Lord Rufford, the very moment that the interview was over, started off to his lawyer. Considering how very little had been given to him the sum he was to pay was prodigious. In his desire to get rid of the bore of these appeals, he had allowed himself to be foolishly generous. He certainly never would kiss a young lady in a carriage again — nor even lend a horse to a young lady till he was better acquainted with her ambition and character. But the word had gone from him and he must be as good as his word. The girl must have her 8,000 pounds and must have it instantly. He would put the matter into such a position that if any more interviews were suggested, he might with perfect safety refer the suggester back to Miss Trefoil. There was to be secrecy, and he would be secret as the grave. But in such matters one’s lawyer is the grave. He had proposed that two lawyers should arrange it. Objection had been made to this, because Lady Augustus had no lawyer ready; — but on his side some one must be employed. So he went to his own solicitor and begged that the thing might be done quite at once. He was very definite in his instructions, and would listen to no doubts. Would the lawyer write to Miss Trefoil on that very day; — or rather not on that very day but the next. As he suggested this he thought it well that Lady Augustus should have an opportunity of explaining the transaction to her daughter before the lawyer’s letter should be received. He had, he said, his own reason for such haste. Consequently the lawyer did prepare the letter to Miss Trefoil at once, drafting it in his noble client’s presence. In what way should the money be disposed so as best to suit her convenience? The letter was very short with an intimation that Lady Augustus would no doubt have explained the details of the arrangement.
When Lady Augustus reached Marygold the family were at lunch, and as strangers were present nothing was said as to the great mission. The mother had already bethought herself how she must tell this and that lie to the Connop Greens, explaining that Lord Rufford had confessed his iniquity but had disclosed that, for certain mysterious reasons, he could not marry Arabella — though he loved her better than all the world. Arabella asked some questions about her mother’s shopping and general business in town, and did not leave the room till she could do so without the slightest appearance of anxiety. Mrs. Connop Green marvelled at her coolness knowing how much must depend on the answer which her mother had brought back from London, and knowing nothing of the contents of the letter which Arabella had received that morning from the lawyer. In a moment or two Lady Augustus followed her daughter upstairs, and on going into her own room found the damsel standing in the middle of it with an open paper in her hand. “Mamma,” she said, “shut the door.” Then the door was closed. “What is the meaning of this?” and she held out the lawyer’s letter.
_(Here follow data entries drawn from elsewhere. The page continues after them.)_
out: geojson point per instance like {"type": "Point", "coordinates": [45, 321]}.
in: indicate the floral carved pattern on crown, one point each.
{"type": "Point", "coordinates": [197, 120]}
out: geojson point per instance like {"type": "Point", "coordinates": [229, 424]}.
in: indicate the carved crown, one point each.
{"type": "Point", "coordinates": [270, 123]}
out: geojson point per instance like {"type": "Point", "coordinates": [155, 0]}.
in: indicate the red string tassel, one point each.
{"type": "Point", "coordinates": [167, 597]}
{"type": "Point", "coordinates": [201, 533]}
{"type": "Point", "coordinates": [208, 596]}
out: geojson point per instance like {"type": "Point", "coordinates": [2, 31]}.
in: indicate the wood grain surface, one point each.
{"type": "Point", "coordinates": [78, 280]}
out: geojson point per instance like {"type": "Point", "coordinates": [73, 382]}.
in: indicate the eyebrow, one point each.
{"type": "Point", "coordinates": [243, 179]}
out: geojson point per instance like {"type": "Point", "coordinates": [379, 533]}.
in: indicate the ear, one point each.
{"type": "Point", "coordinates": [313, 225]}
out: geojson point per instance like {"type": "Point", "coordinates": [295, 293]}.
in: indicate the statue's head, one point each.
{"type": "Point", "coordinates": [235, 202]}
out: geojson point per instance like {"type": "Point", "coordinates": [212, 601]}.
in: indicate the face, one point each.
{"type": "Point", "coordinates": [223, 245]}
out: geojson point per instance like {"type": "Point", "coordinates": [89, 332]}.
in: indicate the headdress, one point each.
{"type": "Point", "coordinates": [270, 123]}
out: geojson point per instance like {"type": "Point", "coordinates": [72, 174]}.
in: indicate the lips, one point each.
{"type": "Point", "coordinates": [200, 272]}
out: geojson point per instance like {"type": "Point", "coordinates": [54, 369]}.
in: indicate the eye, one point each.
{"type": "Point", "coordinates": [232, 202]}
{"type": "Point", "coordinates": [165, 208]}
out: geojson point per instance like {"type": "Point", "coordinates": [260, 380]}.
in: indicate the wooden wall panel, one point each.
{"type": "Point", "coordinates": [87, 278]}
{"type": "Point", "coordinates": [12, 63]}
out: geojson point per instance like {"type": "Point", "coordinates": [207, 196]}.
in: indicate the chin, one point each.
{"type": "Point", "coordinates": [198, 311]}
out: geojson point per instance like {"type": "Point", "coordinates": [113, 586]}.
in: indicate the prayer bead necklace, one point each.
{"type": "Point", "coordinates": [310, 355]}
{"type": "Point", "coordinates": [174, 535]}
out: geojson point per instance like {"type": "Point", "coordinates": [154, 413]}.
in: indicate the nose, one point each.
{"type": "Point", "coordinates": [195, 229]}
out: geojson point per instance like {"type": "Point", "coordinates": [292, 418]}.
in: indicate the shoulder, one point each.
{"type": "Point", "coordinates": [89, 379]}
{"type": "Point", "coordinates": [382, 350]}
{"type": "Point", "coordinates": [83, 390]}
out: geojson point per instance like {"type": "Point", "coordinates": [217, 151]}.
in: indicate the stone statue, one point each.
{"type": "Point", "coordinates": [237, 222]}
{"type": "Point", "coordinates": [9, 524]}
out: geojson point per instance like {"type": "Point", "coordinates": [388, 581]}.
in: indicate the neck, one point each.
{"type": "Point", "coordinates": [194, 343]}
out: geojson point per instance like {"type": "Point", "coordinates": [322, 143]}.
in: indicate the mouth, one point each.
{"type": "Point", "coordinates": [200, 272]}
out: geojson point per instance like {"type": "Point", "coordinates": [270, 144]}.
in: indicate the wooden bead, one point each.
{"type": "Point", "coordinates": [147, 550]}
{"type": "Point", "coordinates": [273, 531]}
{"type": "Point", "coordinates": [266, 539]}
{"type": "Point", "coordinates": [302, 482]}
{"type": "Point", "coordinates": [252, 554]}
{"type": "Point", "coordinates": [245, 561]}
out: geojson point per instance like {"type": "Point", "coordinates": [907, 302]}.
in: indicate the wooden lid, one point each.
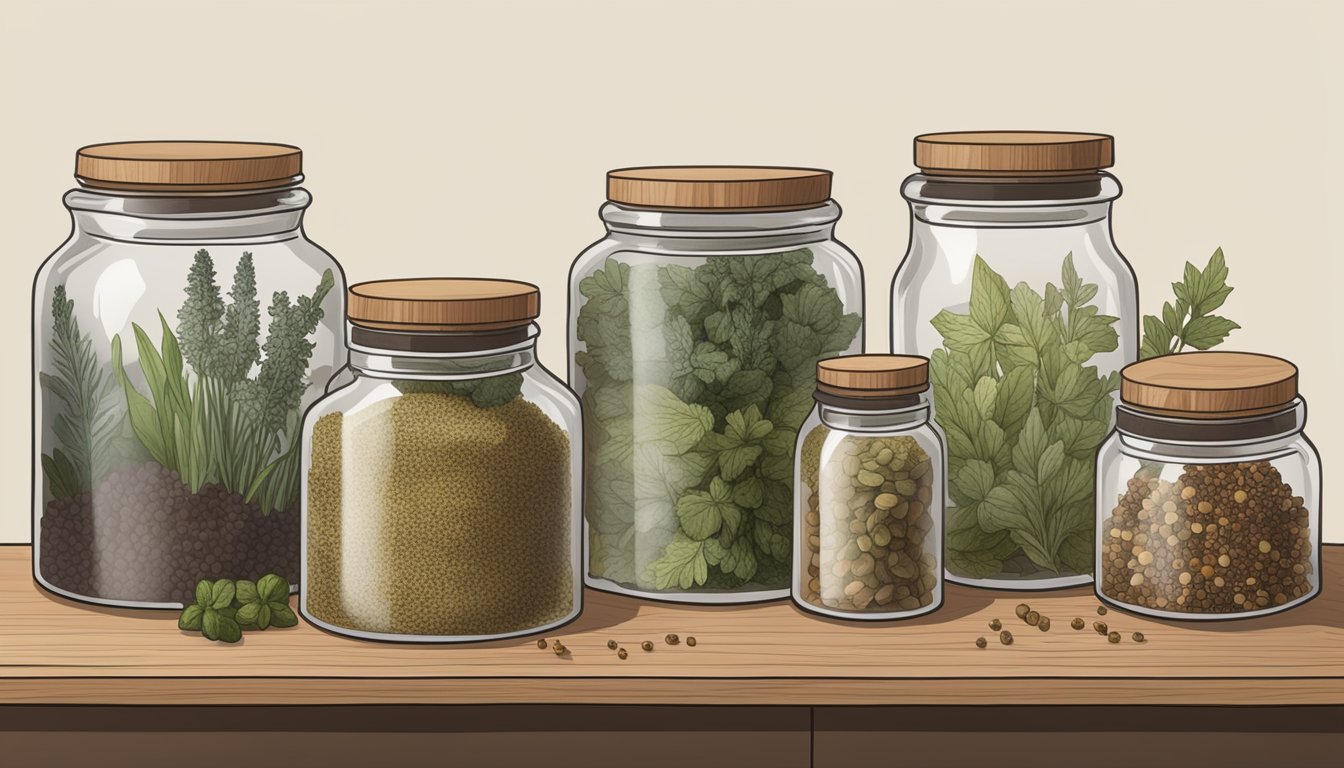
{"type": "Point", "coordinates": [188, 166]}
{"type": "Point", "coordinates": [1210, 385]}
{"type": "Point", "coordinates": [733, 187]}
{"type": "Point", "coordinates": [872, 375]}
{"type": "Point", "coordinates": [1014, 154]}
{"type": "Point", "coordinates": [446, 304]}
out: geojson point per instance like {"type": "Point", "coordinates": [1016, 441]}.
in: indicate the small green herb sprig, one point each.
{"type": "Point", "coordinates": [225, 608]}
{"type": "Point", "coordinates": [1190, 322]}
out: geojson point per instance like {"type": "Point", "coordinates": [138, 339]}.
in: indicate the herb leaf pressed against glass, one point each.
{"type": "Point", "coordinates": [696, 382]}
{"type": "Point", "coordinates": [1023, 414]}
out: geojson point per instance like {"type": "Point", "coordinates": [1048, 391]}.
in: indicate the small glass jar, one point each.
{"type": "Point", "coordinates": [871, 484]}
{"type": "Point", "coordinates": [1210, 494]}
{"type": "Point", "coordinates": [178, 335]}
{"type": "Point", "coordinates": [441, 488]}
{"type": "Point", "coordinates": [695, 326]}
{"type": "Point", "coordinates": [1015, 291]}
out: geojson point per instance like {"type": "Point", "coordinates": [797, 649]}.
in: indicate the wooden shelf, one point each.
{"type": "Point", "coordinates": [57, 651]}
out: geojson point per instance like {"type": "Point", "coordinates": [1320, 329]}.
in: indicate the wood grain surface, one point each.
{"type": "Point", "coordinates": [57, 651]}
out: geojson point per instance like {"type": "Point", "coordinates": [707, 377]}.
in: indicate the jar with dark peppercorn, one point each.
{"type": "Point", "coordinates": [1208, 491]}
{"type": "Point", "coordinates": [871, 484]}
{"type": "Point", "coordinates": [441, 487]}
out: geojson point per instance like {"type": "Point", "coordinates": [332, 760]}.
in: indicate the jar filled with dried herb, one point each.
{"type": "Point", "coordinates": [1016, 292]}
{"type": "Point", "coordinates": [695, 326]}
{"type": "Point", "coordinates": [870, 492]}
{"type": "Point", "coordinates": [1208, 491]}
{"type": "Point", "coordinates": [441, 488]}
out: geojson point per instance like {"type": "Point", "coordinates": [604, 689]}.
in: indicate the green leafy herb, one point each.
{"type": "Point", "coordinates": [1190, 320]}
{"type": "Point", "coordinates": [89, 424]}
{"type": "Point", "coordinates": [698, 379]}
{"type": "Point", "coordinates": [1023, 413]}
{"type": "Point", "coordinates": [225, 608]}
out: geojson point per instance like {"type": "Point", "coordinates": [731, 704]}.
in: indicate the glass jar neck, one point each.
{"type": "Point", "coordinates": [997, 202]}
{"type": "Point", "coordinates": [441, 357]}
{"type": "Point", "coordinates": [710, 229]}
{"type": "Point", "coordinates": [256, 215]}
{"type": "Point", "coordinates": [848, 414]}
{"type": "Point", "coordinates": [1159, 433]}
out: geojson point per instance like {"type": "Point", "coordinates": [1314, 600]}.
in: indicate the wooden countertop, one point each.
{"type": "Point", "coordinates": [57, 651]}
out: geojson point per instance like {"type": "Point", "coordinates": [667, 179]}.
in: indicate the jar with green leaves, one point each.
{"type": "Point", "coordinates": [695, 328]}
{"type": "Point", "coordinates": [441, 494]}
{"type": "Point", "coordinates": [1015, 291]}
{"type": "Point", "coordinates": [178, 335]}
{"type": "Point", "coordinates": [870, 492]}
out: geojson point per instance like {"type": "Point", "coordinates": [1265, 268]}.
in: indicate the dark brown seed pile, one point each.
{"type": "Point", "coordinates": [442, 519]}
{"type": "Point", "coordinates": [866, 542]}
{"type": "Point", "coordinates": [1222, 538]}
{"type": "Point", "coordinates": [141, 535]}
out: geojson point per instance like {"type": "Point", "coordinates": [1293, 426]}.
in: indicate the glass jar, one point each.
{"type": "Point", "coordinates": [441, 490]}
{"type": "Point", "coordinates": [870, 475]}
{"type": "Point", "coordinates": [1015, 291]}
{"type": "Point", "coordinates": [695, 327]}
{"type": "Point", "coordinates": [178, 335]}
{"type": "Point", "coordinates": [1210, 494]}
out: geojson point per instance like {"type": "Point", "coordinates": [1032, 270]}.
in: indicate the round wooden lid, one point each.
{"type": "Point", "coordinates": [444, 304]}
{"type": "Point", "coordinates": [188, 166]}
{"type": "Point", "coordinates": [1210, 385]}
{"type": "Point", "coordinates": [872, 375]}
{"type": "Point", "coordinates": [1014, 152]}
{"type": "Point", "coordinates": [733, 187]}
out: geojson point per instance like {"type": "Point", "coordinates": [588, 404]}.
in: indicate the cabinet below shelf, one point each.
{"type": "Point", "coordinates": [54, 651]}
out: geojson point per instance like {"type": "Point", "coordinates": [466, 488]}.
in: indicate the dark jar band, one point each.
{"type": "Point", "coordinates": [1167, 429]}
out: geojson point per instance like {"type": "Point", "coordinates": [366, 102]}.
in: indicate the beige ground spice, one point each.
{"type": "Point", "coordinates": [429, 515]}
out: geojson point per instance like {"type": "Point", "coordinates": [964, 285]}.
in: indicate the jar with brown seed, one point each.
{"type": "Point", "coordinates": [441, 487]}
{"type": "Point", "coordinates": [1208, 501]}
{"type": "Point", "coordinates": [870, 492]}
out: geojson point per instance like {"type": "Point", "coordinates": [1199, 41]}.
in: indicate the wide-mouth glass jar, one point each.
{"type": "Point", "coordinates": [870, 492]}
{"type": "Point", "coordinates": [695, 327]}
{"type": "Point", "coordinates": [178, 335]}
{"type": "Point", "coordinates": [1015, 291]}
{"type": "Point", "coordinates": [1208, 491]}
{"type": "Point", "coordinates": [442, 487]}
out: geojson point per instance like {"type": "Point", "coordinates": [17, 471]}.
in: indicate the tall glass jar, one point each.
{"type": "Point", "coordinates": [870, 476]}
{"type": "Point", "coordinates": [178, 335]}
{"type": "Point", "coordinates": [695, 327]}
{"type": "Point", "coordinates": [1015, 291]}
{"type": "Point", "coordinates": [1210, 494]}
{"type": "Point", "coordinates": [441, 490]}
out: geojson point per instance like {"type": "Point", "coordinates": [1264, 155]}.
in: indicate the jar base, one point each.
{"type": "Point", "coordinates": [688, 597]}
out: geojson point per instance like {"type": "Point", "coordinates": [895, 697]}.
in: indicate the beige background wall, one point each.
{"type": "Point", "coordinates": [472, 137]}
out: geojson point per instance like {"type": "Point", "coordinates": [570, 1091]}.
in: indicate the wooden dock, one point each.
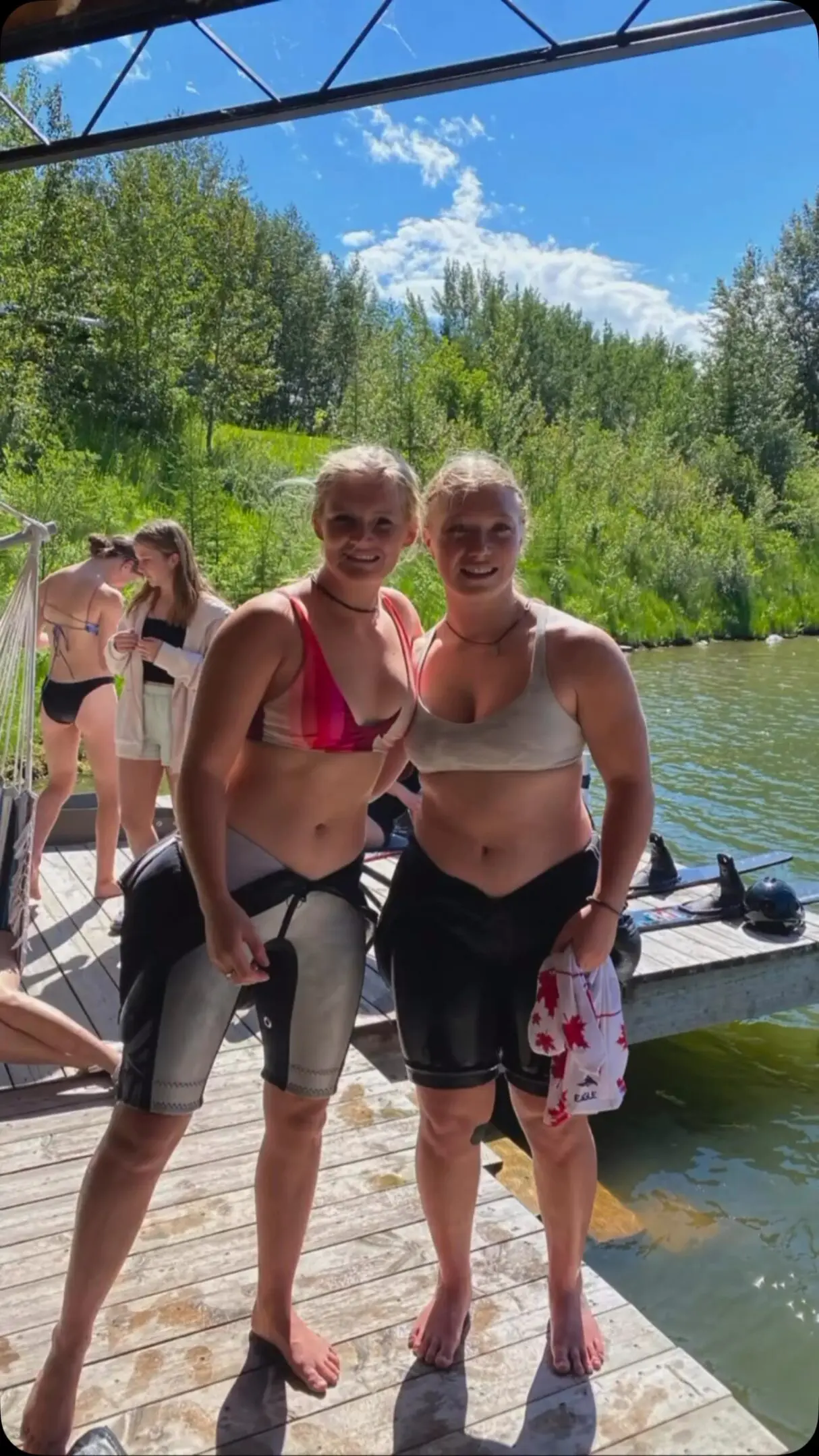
{"type": "Point", "coordinates": [169, 1368]}
{"type": "Point", "coordinates": [696, 976]}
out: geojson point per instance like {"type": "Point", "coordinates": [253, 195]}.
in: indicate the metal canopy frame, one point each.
{"type": "Point", "coordinates": [627, 42]}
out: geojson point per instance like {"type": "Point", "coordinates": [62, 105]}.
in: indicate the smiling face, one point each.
{"type": "Point", "coordinates": [363, 527]}
{"type": "Point", "coordinates": [155, 565]}
{"type": "Point", "coordinates": [476, 537]}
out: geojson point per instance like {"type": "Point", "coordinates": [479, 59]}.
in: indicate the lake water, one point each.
{"type": "Point", "coordinates": [716, 1149]}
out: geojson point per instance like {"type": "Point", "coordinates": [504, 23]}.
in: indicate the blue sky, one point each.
{"type": "Point", "coordinates": [624, 190]}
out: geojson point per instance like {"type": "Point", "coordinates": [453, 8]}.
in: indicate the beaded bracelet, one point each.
{"type": "Point", "coordinates": [595, 900]}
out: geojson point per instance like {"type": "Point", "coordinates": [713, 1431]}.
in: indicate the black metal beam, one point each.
{"type": "Point", "coordinates": [86, 25]}
{"type": "Point", "coordinates": [648, 40]}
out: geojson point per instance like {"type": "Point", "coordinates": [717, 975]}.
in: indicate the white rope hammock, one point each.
{"type": "Point", "coordinates": [18, 692]}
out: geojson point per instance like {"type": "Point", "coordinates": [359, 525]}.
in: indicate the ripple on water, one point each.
{"type": "Point", "coordinates": [717, 1143]}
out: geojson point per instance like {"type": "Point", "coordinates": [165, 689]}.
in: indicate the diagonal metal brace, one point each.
{"type": "Point", "coordinates": [359, 40]}
{"type": "Point", "coordinates": [630, 20]}
{"type": "Point", "coordinates": [532, 25]}
{"type": "Point", "coordinates": [222, 46]}
{"type": "Point", "coordinates": [25, 120]}
{"type": "Point", "coordinates": [113, 90]}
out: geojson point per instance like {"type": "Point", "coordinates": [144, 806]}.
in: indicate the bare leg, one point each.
{"type": "Point", "coordinates": [566, 1173]}
{"type": "Point", "coordinates": [286, 1184]}
{"type": "Point", "coordinates": [449, 1169]}
{"type": "Point", "coordinates": [28, 1022]}
{"type": "Point", "coordinates": [95, 721]}
{"type": "Point", "coordinates": [61, 743]}
{"type": "Point", "coordinates": [139, 785]}
{"type": "Point", "coordinates": [113, 1203]}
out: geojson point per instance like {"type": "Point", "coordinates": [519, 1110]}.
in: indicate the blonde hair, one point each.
{"type": "Point", "coordinates": [467, 472]}
{"type": "Point", "coordinates": [374, 461]}
{"type": "Point", "coordinates": [110, 546]}
{"type": "Point", "coordinates": [188, 583]}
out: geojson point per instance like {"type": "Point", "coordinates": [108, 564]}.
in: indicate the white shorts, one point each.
{"type": "Point", "coordinates": [157, 724]}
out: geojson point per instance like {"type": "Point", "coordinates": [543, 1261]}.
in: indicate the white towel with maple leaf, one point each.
{"type": "Point", "coordinates": [577, 1022]}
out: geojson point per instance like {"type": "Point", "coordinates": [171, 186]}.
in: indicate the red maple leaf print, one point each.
{"type": "Point", "coordinates": [548, 991]}
{"type": "Point", "coordinates": [575, 1031]}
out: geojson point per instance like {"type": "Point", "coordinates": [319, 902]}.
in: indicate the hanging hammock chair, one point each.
{"type": "Point", "coordinates": [18, 689]}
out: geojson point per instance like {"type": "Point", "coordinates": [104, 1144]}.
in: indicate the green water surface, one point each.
{"type": "Point", "coordinates": [716, 1148]}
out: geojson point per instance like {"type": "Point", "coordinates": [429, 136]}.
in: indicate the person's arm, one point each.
{"type": "Point", "coordinates": [179, 662]}
{"type": "Point", "coordinates": [614, 727]}
{"type": "Point", "coordinates": [395, 759]}
{"type": "Point", "coordinates": [120, 645]}
{"type": "Point", "coordinates": [43, 639]}
{"type": "Point", "coordinates": [110, 616]}
{"type": "Point", "coordinates": [235, 676]}
{"type": "Point", "coordinates": [407, 797]}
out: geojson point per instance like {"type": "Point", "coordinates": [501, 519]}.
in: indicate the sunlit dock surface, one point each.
{"type": "Point", "coordinates": [169, 1368]}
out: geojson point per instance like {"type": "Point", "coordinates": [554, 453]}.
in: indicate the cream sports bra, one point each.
{"type": "Point", "coordinates": [532, 733]}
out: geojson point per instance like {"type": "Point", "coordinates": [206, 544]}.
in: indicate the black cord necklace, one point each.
{"type": "Point", "coordinates": [496, 641]}
{"type": "Point", "coordinates": [340, 603]}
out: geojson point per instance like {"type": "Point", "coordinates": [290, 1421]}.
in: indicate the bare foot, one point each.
{"type": "Point", "coordinates": [49, 1414]}
{"type": "Point", "coordinates": [311, 1358]}
{"type": "Point", "coordinates": [107, 890]}
{"type": "Point", "coordinates": [575, 1341]}
{"type": "Point", "coordinates": [442, 1325]}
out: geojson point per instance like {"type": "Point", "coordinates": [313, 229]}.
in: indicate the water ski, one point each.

“The meaning of what?” said Lady Augustus, trembling.
“I have no doubt you know, but you had better read it”
Lady Augustus read the letter and attempted to smile. “He has been very quick,” she said. “I thought I should have been the first to tell you.”
“What is the meaning of it? Why is the man to give me all that money?”
“Is it not a good escape from so great a trouble? Think what 8,000 pounds will do. It will enable you to live in comfort wherever you may please to go.”
“I am to understand then you have sold me — sold all my hopes and my very name and character, for 8,000 pounds!”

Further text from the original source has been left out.